Michael Ball doesn't look back on his four-year stint with Rangers very fondly. Signed from Everton in 2001, Ball's £6.5 million price tag still puts him third on the list of most expensive transfers in Scottish football.
Plagued by injury - and the competing presence of Dutch left-back Arthur Numan - throughout large swathes of his spell at the club, Ball's top-flight experience in England with Everton made his move north something of an unusual turn.
However, speaking on the All Together Now Everton Podcast, Ball disclosed the dream that was sold to him by Rangers' former chairman, David Murray:
I went to Ibrox and met David Murray and he sold the move to me. He showed me around Ibrox and told me stories. It was fascinating.
He told me what he wanted to do, which was to be in the English Premier League in two years time.

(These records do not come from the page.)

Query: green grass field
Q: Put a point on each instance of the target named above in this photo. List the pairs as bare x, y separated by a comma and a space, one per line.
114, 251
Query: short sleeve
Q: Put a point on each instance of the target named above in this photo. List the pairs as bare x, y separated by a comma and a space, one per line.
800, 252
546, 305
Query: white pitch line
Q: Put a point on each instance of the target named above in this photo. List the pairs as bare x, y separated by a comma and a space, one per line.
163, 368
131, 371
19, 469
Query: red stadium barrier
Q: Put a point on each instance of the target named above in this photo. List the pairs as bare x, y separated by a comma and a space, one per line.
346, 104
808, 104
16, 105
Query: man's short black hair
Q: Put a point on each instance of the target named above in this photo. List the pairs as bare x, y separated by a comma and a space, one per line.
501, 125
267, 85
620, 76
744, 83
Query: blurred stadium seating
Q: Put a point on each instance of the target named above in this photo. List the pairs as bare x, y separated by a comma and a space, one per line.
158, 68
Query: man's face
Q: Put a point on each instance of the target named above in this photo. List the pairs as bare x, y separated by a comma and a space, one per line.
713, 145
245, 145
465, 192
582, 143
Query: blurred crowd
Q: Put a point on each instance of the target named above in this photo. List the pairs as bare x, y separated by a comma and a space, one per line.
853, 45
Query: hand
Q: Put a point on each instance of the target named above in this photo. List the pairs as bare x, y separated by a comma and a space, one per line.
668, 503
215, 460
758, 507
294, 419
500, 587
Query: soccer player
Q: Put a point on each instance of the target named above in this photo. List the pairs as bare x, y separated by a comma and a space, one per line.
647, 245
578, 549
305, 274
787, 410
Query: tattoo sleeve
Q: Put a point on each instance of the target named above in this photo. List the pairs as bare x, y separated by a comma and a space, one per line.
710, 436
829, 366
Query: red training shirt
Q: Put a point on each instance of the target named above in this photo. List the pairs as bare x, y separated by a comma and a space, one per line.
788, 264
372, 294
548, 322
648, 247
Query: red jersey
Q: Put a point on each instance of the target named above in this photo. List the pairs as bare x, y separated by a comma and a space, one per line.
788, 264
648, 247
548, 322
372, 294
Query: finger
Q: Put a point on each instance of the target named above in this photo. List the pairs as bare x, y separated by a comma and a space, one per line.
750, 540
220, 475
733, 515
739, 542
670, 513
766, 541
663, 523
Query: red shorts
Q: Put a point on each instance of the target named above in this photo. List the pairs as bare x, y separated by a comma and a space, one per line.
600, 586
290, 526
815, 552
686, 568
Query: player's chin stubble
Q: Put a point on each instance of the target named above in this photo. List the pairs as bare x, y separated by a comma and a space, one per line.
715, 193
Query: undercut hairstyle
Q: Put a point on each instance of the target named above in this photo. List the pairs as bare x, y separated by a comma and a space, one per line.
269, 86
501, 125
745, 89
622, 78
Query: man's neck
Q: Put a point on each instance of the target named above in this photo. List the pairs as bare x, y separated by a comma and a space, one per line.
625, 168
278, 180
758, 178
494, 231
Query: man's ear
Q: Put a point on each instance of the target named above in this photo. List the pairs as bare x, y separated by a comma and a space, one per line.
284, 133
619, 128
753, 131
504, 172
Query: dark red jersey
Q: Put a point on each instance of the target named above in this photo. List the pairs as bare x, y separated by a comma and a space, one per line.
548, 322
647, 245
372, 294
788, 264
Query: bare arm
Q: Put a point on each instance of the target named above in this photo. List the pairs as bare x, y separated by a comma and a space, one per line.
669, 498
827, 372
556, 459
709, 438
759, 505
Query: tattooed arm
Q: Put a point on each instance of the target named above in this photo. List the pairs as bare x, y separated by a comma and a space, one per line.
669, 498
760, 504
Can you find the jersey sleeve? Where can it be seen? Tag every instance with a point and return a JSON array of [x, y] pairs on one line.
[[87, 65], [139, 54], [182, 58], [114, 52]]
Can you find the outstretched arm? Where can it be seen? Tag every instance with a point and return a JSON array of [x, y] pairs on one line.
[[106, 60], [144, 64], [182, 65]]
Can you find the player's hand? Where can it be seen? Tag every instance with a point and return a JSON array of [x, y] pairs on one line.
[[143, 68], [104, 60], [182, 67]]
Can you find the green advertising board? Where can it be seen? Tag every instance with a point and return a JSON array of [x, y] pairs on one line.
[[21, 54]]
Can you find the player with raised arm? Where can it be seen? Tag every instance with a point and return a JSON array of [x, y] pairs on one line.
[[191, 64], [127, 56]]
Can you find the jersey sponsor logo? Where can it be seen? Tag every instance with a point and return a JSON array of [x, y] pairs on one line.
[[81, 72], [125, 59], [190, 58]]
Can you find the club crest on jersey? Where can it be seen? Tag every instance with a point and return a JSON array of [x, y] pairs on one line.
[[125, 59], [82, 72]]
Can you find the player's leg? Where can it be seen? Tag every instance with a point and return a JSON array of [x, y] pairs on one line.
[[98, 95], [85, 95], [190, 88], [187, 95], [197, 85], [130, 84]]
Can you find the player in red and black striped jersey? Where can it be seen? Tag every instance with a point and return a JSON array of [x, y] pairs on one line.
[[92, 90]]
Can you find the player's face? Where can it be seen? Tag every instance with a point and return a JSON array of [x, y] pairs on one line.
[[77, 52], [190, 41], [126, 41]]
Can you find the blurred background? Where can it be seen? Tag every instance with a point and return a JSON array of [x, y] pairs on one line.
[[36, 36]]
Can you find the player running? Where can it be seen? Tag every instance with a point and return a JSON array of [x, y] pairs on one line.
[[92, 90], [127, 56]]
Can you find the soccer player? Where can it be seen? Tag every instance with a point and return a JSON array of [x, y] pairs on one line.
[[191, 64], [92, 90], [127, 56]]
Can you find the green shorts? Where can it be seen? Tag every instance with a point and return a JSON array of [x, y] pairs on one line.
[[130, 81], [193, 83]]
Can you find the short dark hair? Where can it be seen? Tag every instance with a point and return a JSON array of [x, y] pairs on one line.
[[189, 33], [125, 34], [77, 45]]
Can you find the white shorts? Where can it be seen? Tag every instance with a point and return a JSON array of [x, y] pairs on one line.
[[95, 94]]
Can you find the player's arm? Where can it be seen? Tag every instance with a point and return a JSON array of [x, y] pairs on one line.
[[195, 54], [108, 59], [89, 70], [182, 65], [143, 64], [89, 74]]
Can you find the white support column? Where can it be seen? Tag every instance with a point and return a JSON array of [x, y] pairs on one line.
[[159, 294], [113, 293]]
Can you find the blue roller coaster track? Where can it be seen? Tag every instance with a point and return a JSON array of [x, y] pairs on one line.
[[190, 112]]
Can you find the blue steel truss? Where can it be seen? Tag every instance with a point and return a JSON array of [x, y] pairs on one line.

Often identified as the sole strategy to alleviate the domestic dominance of the Glasgow clubs, the idea of Rangers and Celtic joining the English Premier League never appeared to be a serious proposal.
However, according to Ball, the former Rangers chairman informed him that the deal had already been "agreed with Celtic and UEFA."
Crucially, as reported in The Scotsman, the desire for both Celtic and Rangers to move south had "always been blocked by European football's governing body."
That Murray claimed a deal was in place leaves one wondering what it is that derailed the process from advancing beyond this point. Although Ball at no point discloses what the governing body of the English Premier League made of the proposal, the anecdote is muddied further perhaps when we consider the eventual fate of Rangers, and, indeed Murray himself.